Despite all the progress we’ve made, centuries of patriarchy, white supremacy and colonialism still shape the world in which we all breathe.

How many more like Amanda Gorman, like Hindou Ibrahim and others is our world losing out on because of this?

Movements of ordinary people have erupted across the globe in recent years to respond to such injustices. They are the young climate strikers, the BlackLivesMatter protesters and the feminist #NiUnaMenos in Latin America, and many more.

While different, they all share a common demand for justice, and an understanding that the great challenges we face are connected.

For years Oxfam has shone a light on the huge and frightening gap between rich and poor.
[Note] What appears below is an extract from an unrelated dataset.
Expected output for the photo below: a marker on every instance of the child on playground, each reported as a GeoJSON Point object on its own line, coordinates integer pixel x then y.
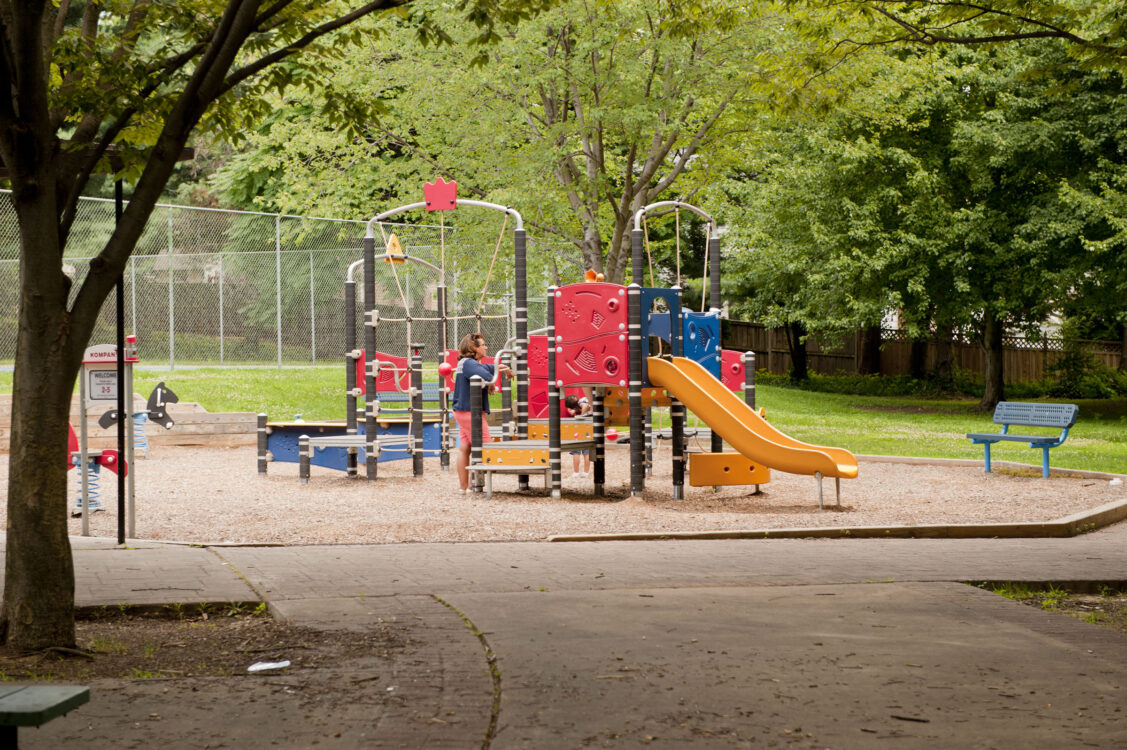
{"type": "Point", "coordinates": [471, 350]}
{"type": "Point", "coordinates": [576, 406]}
We showed recently how the wealth of just ten billionaires has skyrocketed by half a trillion dollars since last March. That’s enough to ensure every single person on this planet has access to a vaccine and to prevent anyone being pushed into poverty by the pandemic. While at the same time hundreds of millions of people are being pushed into poverty and despair.

But the movements of our time are also showing us all how to better understand the inequalities we face.

We know that we can no longer speak about the gap between rich and poor in isolation.

Let’s be clear: our economies today are not only rigged in favor of enriching the most-privileged and against the poor — they’re also rigged against women and girls, and against marginalized racial and ethnic groups. They’re pushing us to the brink of climate chaos.

As I went to the Davos World Economic Forum last month — online — I urged leaders to back the solutions we need to address such grotesque inequalities.

From investing in universal public healthcare, so you get the same quality of care irrespective of the color of your skin, the cash in your purse or your gender. To requiring pharmaceutical companies to share their technology and know-how so that it’s not just the richest countries and richest people who get access to a COVID-19 vaccine, but all of us: a “People’s Vaccine”.

From taxing the rich and corporations to fund our green, fairer future, to ensuring every worker has rights and guaranteed income. From hurtling down the carbon emissions of the rich so we can tackle climate breakdown, to recognizing and redistributing the 12.5 billion hours of care work done by women each day — for free.

These are all vital. There are more. We will keep repeating the need for these.

But I realize too that as important as any solution is getting our mission straight. For it’s not just our lack of policy holding us back — but our lack of imagination.

What can’t we keep doing?

We can’t keep hoping for market-based solutions because the market has failed to deliver them in forty long years. We can’t keep hoping for money to “trickle down”.

We can’t simply rely on the good-will of billionaires, or of super-rich white men, to lead us out of the darkness. For they led us unto it.

No — we need a better vision. One that offers real hope.

We need to put equality at the heart of our economic rescue and recovery efforts and create an economic model fit for the 21st century.

We need to realize that there can be no racial or gender equality without tackling the grotesque wealth and power at the top.

Every government in the world must make it their goal to end such extreme wealth — and abolish gender and racial inequality altogether. Let us live with dignity, within the bounds of the planet.

And we must offer everyone opportunity, no matter their color or gender or class.

That is the mission we need for us to truly have hope for the future.